His arms slipped around her; he held her close. Echo reached deep within herself, searching for every bit of magic she possessed. She needed to see into the future to know how to save him. And herself.
But the future was not yet set. It was fluid, ever shifting. She could see so many possibilities, dark and light, swirling together. In one future she was successful in casting out the darkness of the curse. Ryder, her Ryder, was saved. The intruders were defeated and Cloughban was once more a safe haven for those like her. Like Ryder and Cassidy and all the rest.
In another possible future she saved Ryder too soon. He faced the invaders weakened, lost. Those who called themselves Ansara but were not won and they both died ugly. She couldn’t help but think of the tombstones in her dream.
In another possible future she made her move too late.
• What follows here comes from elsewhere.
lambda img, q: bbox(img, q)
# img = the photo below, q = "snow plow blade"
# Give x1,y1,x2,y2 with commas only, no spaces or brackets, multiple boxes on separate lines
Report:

She could not save her Ryder no matter how she tried. The darkness won, and while a battle raged around them he drove a knife through her heart with a smile on his face and left town while Cloughban burned.
One chance out of three. Not exactly as discouraging as the odds of winning the lottery, but she did wish they were more in her favor. She’d never been able to see her own future; that wasn’t the way it worked. Was that why she had no clearer picture? Or was it simply that what was to come would not be set until they made the decisions that led to it? Either way, she was all but blinded to what might happen.
She wanted to tell someone, anyone, what Brigid had helped her to discern not long ago. Those who were coming were not Ansara; they had simply taken the name as their own. Maybe they’d chosen it because in the past the Ansara clan had had such a savage reputation. Did it matter? Would being called by a different name make them any less fearsome?